Ils n’ont fait que réclamer leurs justes droits, celui de manifester leur mécontentement devant un pouvoir illégal qui spolie le pays. Ils marchent d’une manière pacifique pour s’opposer à ceux qui n’ont aucune légitimité à diriger ce pays.
Ils n’acceptent pas que cette nation si riche, détentrice d’incommensurables gisements de gaz et de pétrole, soit l’épicentre d’une corruption généralisée. Ce serait donc un crime que de relever la tête et de marcher fièrement ? Ceci, dans l’espoir d’un redressement historique de ce pauvre pays qui n’en peut plus d’être écrasé sous les bottes de toujours les mêmes ?
Que reproche donc ce pouvoir illégitime à ce peuple sinon la légitimité de ses droits et celle de ses combats. Car comment analyser autrement la situation ? Les conjonctures et les circonstances ne permettent légalement aucune arrestation. Les marches sont totalement pacifiques Aucun débordement n’a été constaté depuis la première marche massive du 22 février 2019. Le peuple algérien a, non seulement, été exemplaire dans ses agissements et sa conduite, mais mieux, il a été source d’inspiration inespérée pour beaucoup.
Cette témérité et cette hardiesse sont-elles, à elles seules, insoutenables pour ce régime ? Ce régime né d’un coup d’Etat fomenté bien avant l’indépendance, dans les bas-fonds des officines mafieuses de la ville d’Oujda, par un clan de voyous… La moindre réaction de la population mérite-t-elle que cette dernière soit matée par les rejetons du couple illégitime formé par l’inculte Ben Bella et Boumediene l’arsouille ?
Épris de liberté depuis toujours et en tous les cas depuis sa révolte du 1er novembre 1954, ce peuple refuse que les aigrefins qui ont pris le pouvoir de force, lui confisquent toute possibilité de respirer.
Voilà donc un pouvoir aux abois qui profite de la pandémie et de l’arrêt des marches pacifiques du vendredi pour déployer la justice aux ordres et mettre aux fers les citoyens qui ne réclament que leurs droits les plus élémentaires.
Pire, dans un pays où l’état des hôpitaux est désastreux, on n’ose imaginer celui des prisons. Ainsi, l’arrestation de certains équivaudrait d’ores et déjà à une véritable condamnation à mort.

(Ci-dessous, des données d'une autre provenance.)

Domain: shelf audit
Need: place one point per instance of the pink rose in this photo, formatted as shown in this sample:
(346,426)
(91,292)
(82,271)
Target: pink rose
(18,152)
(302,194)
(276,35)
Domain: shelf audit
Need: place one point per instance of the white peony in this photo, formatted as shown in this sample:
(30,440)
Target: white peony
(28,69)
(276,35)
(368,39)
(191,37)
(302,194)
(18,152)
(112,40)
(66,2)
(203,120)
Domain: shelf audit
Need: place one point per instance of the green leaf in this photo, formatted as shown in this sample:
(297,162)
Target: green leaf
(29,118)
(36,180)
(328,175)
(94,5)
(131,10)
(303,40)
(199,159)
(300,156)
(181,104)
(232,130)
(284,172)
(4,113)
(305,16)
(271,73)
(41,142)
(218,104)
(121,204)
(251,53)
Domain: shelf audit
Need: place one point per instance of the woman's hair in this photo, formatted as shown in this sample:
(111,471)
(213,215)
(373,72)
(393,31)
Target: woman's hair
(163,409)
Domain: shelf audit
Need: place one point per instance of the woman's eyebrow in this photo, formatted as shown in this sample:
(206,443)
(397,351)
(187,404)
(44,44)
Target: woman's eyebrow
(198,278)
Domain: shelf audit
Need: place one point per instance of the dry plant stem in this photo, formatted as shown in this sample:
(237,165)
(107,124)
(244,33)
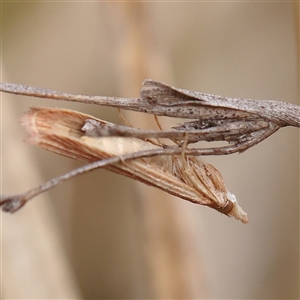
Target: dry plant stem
(15,202)
(68,133)
(241,122)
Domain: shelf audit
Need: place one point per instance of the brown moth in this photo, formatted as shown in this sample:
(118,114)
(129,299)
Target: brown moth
(70,133)
(242,123)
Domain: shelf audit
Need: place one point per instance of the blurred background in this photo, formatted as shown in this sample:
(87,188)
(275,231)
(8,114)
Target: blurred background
(103,236)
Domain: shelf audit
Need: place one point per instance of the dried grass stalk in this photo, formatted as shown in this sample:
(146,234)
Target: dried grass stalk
(187,177)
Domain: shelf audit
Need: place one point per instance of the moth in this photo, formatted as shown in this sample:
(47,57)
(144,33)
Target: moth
(137,153)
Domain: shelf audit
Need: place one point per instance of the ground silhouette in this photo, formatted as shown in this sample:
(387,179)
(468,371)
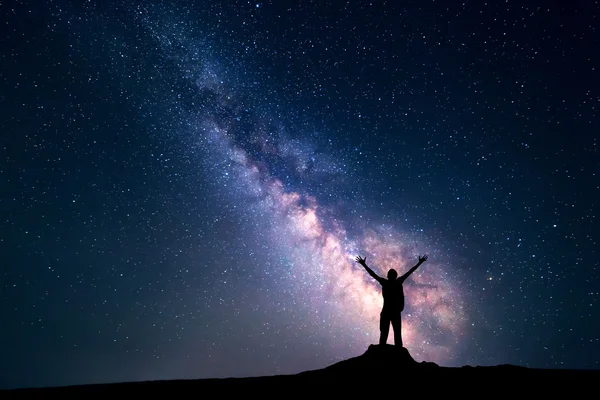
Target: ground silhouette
(382,369)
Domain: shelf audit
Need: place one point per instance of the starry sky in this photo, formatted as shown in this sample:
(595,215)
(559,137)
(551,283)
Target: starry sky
(186,184)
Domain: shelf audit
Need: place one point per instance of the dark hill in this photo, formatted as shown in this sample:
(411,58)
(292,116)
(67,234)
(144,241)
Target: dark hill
(381,369)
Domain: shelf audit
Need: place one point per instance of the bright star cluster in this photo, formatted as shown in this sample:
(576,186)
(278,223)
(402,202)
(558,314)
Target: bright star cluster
(186,185)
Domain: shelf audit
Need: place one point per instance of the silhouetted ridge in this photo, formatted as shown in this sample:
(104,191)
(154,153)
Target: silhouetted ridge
(391,367)
(378,359)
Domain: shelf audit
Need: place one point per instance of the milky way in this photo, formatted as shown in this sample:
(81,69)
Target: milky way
(342,299)
(186,185)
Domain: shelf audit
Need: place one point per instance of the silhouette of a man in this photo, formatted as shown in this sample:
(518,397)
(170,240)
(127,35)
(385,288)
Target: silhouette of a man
(393,300)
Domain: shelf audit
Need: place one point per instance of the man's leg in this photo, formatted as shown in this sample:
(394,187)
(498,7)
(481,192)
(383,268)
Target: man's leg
(396,321)
(384,327)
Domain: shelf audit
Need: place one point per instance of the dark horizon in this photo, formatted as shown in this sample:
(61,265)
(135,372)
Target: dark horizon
(186,185)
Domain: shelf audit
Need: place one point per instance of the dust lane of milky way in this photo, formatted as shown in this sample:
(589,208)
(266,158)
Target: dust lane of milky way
(325,277)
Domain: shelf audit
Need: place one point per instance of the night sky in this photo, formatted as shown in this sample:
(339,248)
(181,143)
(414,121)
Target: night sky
(185,185)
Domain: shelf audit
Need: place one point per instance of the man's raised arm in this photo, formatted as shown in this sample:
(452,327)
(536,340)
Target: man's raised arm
(413,269)
(363,262)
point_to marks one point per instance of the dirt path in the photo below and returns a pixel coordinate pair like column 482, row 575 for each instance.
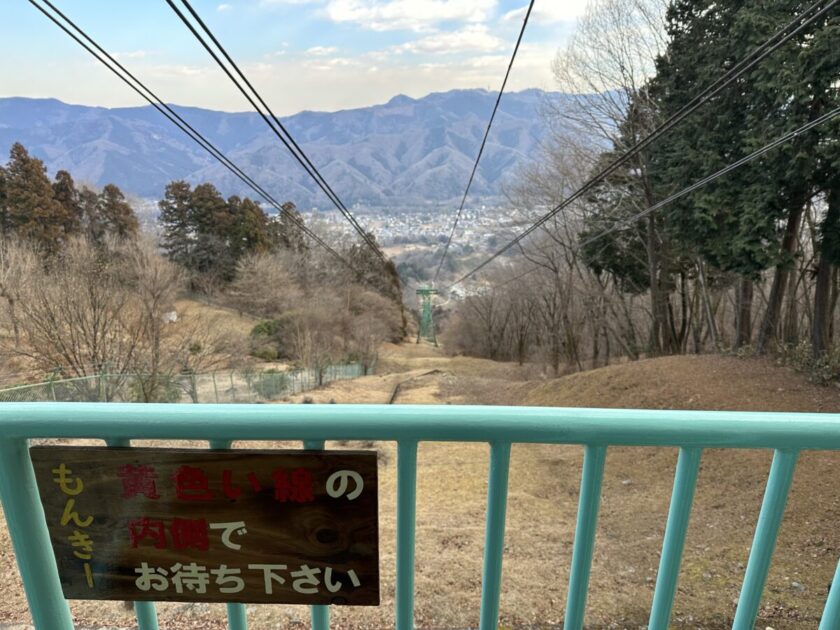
column 543, row 503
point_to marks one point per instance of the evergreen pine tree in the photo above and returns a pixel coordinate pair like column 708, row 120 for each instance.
column 65, row 193
column 116, row 214
column 33, row 213
column 175, row 220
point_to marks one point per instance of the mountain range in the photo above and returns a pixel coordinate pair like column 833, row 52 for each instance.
column 405, row 152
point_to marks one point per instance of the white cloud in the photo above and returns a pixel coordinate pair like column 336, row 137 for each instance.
column 275, row 3
column 416, row 15
column 134, row 54
column 321, row 51
column 472, row 38
column 550, row 11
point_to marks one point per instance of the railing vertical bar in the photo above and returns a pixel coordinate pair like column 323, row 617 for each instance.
column 30, row 538
column 685, row 482
column 831, row 614
column 320, row 614
column 494, row 540
column 146, row 612
column 764, row 541
column 590, row 499
column 406, row 526
column 236, row 613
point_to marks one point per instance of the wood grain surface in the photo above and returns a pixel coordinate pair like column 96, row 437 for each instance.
column 325, row 537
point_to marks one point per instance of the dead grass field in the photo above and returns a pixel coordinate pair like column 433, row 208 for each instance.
column 543, row 503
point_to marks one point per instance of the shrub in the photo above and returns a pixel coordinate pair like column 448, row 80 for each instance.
column 271, row 384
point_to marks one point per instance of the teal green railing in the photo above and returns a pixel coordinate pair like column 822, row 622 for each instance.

Un jour prochain, quand le coronavirus et le virus au pouvoir seront vaincus, il faudrait penser à juger ces juges qui ont mis leur veulerie et leur lâcheté au service de ce pouvoir corrompu. Celui-ci a décidé de mettre à genoux tout un pays en s’appuyant sur la présence de cette pandémie.
Il faudrait un jour penser à mettre sur pied une véritable instance, non pas de réconciliation, puisque le peuple algérien a toujours marché dans l’unité, mais de justice et d’équité. Il faudrait donner de la légitimité aux audacieux et aux altruistes du Hirak, aux lanceurs de slogans revendicatifs, aux musiciens et aux danseurs qui ont égayé nos rues, aux jeunes qui, sacs poubelles en bandoulière, les ont nettoyées à la fin de chaque manifestation, aux jeunes femmes, cheveux au vent, qui ont distribué des bouteilles d’eau, tout un peuple de citoyens responsables qui ont déplacé la lumière du soleil et accroché notre dignité aux grappins de la joie collective… Il faudrait objectivement, un jour prochain, féliciter toute cette jeunesse avide de vie et de lendemains qui frétillent…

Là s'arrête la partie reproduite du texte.